Sepsis, auch bekannt als Blutvergiftung, zählt zu den ernsthaftesten Gesundheitsbedrohungen in Deutschland. Jährlich sind schätzungsweise 230.000 Menschen betroffen, und tragischerweise sterben etwa 85.000 an dieser oft übersehenen Erkrankung. Laut aktuellem Wissen und Studien ist es dringend erforderlich, die öffentliche Wahrnehmung und die medizinischen Reaktionen auf diese Krankheit zu verbessern, da viele Patienten nicht rechtzeitig erkannt werden.
Die Sepsis entsteht als eine übermäßige Abwehrreaktion des Körpers auf eine Infektion und kann jedes Organ betreffen. Laut Wolfgang Bauer, einem Notfallmediziner am Campus Benjamin Franklin der Berliner Charité, kann nahezu jede Infektion, sei es eine Lungenentzündung oder eine Wunde, der Auslöser für eine Sepsis sein. Wenn das Immunsystem überreagiert, kann der Körper beginnen, sich selbst zu schädigen, was in vielen Fällen tödlich enden kann, wenn keine sofortige Maßnahme ergriffen wird.
Erkennungsprobleme im Rettungsdienst
Eine alarmierende Studie von Wolfgang Bauer und der Gesundheitswissenschaftlerin Silke Piedmont zeigt, dass viele Sepsis-Fälle in Notfällen nicht erkannt werden. Bei der Analyse von mehr als 221.000 Einsätzen des Rettungsdienstes im Jahr 2016 stellte sich heraus, dass selbst Notärzte in nur 0,1 Prozent der Fälle einen Verdacht auf einen septischen Schock vermerkten. Im Gegensatz dazu lag die Diagnosequote für Herzinfarkte und Schlaganfälle bei etwa 2,6 und 2,7 Prozent.
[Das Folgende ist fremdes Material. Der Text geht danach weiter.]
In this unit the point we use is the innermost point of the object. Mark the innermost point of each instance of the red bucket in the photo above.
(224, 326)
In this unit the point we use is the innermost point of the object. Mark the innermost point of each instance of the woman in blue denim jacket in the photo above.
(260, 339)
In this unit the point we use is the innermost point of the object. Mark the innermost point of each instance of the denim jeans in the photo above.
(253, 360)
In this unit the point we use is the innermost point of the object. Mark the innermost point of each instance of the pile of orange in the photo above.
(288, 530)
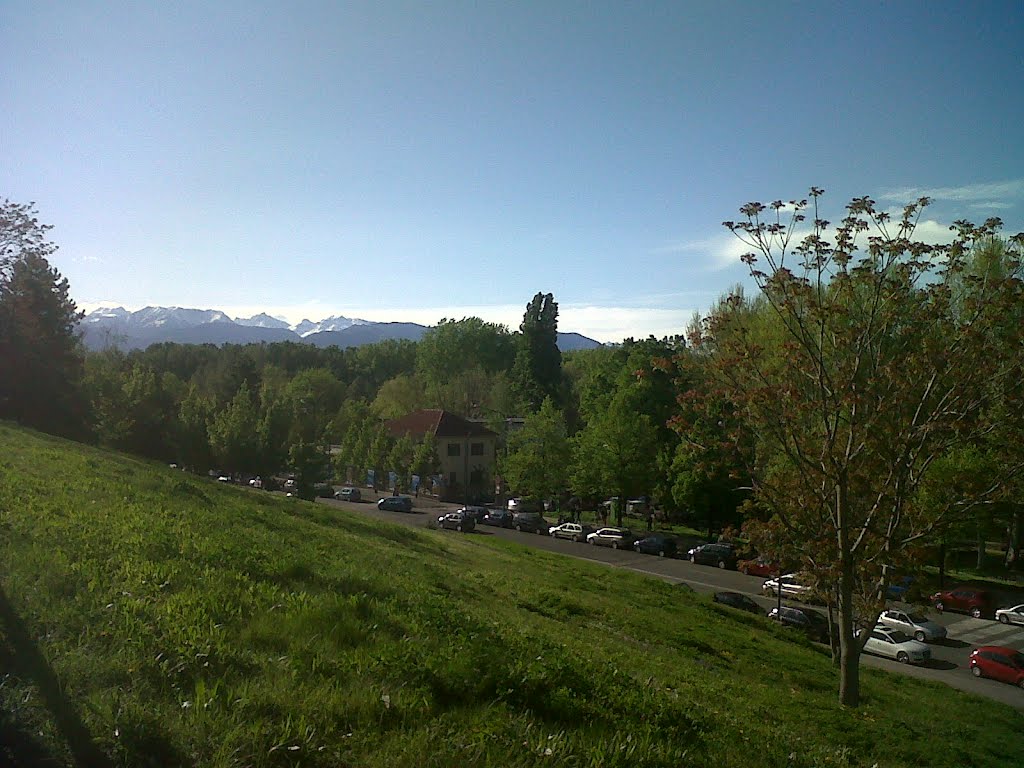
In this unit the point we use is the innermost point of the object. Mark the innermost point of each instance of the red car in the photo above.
(998, 663)
(758, 567)
(966, 599)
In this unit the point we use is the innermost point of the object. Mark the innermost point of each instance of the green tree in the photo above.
(41, 378)
(309, 463)
(538, 368)
(454, 346)
(235, 434)
(615, 454)
(866, 373)
(193, 435)
(398, 396)
(539, 455)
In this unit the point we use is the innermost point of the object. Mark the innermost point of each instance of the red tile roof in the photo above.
(441, 423)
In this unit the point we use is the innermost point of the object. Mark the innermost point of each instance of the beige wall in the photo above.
(458, 464)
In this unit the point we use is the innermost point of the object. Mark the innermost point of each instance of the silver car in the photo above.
(1011, 615)
(895, 644)
(609, 537)
(914, 625)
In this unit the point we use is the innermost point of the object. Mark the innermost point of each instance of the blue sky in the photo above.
(417, 161)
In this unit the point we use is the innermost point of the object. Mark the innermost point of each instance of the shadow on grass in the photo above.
(949, 643)
(23, 657)
(938, 664)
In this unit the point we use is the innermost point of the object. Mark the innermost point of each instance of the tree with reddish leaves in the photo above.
(866, 357)
(41, 359)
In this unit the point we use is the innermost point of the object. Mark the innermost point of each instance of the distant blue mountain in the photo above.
(120, 328)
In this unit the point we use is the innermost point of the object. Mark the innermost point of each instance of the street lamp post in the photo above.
(465, 478)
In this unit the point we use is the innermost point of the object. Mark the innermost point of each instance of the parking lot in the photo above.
(949, 656)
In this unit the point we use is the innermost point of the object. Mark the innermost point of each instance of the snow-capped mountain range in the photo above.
(174, 317)
(121, 328)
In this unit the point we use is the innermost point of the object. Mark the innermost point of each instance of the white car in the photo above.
(914, 625)
(793, 585)
(614, 538)
(572, 530)
(896, 644)
(1011, 615)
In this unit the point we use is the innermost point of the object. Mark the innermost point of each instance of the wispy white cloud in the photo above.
(997, 190)
(990, 205)
(713, 253)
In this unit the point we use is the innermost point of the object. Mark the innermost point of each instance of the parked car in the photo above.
(457, 521)
(793, 585)
(966, 599)
(1011, 615)
(610, 537)
(758, 566)
(530, 522)
(810, 622)
(737, 600)
(655, 544)
(998, 663)
(476, 512)
(523, 505)
(500, 517)
(348, 494)
(896, 644)
(395, 504)
(571, 530)
(722, 555)
(913, 625)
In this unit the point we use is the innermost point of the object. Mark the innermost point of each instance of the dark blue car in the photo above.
(655, 544)
(500, 517)
(395, 504)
Die Entdeckung hebt hervor, dass eine bessere Schulung und Standardisierung im Rettungsdienst notwendig sind, um Sepsis frühzeitig zu identifizieren. Vitalparameter wie Herzfrequenz, Blutdruck und Körpertemperatur können entscheidende Hinweise auf das Vorliegen einer Sepsis geben, doch häufig erfolgt die Diagnose nach Bauchgefühl, was zu fatalen Folgen führen kann.
Die Studie ergab außerdem, dass fast 32 Prozent der Patienten, die mit einer Sepsis in den Dienst kommen, innerhalb von 30 Tagen sterben, im Vergleich zu 13 Prozent bei Herzinfarkten und 12 Prozent bei Schlaganfällen. Dies unterstreicht die Dringlichkeit einer schnelleren und präziseren Diagnose dieser lebensbedrohlichen Erkrankung.
Das Bewusstsein für Sepsis erhöhen
Ein zentrales Problem ist das fehlende Bewusstsein für die Symptome, die eine Sepsis begleiten. Dazu gehören nichtnur Änderungen im Bewusstsein, sondern auch ein niedriger Blutdruck, ein unregelmäßiger Puls, Schwierigkeiten beim Atmen und Temperaturabweichungen. Gesundheitleute und die Bevölkerung brauchen dringend mehr Informationen über diese Symptome. Die Möglichkeit, das National Early Warning Score 2 (NEWS2) Bewertungssystem einzusetzen, sollte im Rettungsdienst umfassender genutzt werden, da es erwiesenermaßen fast drei Viertel der Sepsis-Fälle erkennen kann.
Die Folgen einer Sepsis sind oft weitreichend und können über körperliche Einschränkungen bis hin zu psychischen Problemen reichen. Es sind nicht nur die akuten Gefahren, die es zu beachten gilt, sondern auch die langfristigen Gesundheitsrisiken wie Depressionen oder Konzentrationsschwierigkeiten. Die Patienten sollten informiert werden, dass sie sich durch einfache Maßnahmen wie regelmäßiges Händewaschen und gute Hygienepraktiken vor Infektionen schützen können, die die Auslöser von Sepsis sind.
Zusammengefasst ist sofortige Aufmerksamkeit und ein strukturiertes Vorgehen im Gesundheitswesen notwendig, um den Herausforderungen, die mit Sepsis einhergehen, gerecht zu werden. Dies betrifft sowohl die medizinische Ausbildung als auch das Bewusstsein innerhalb der Gesellschaft, um Leben zu retten und die Gesundheit der Betroffenen zu schützen.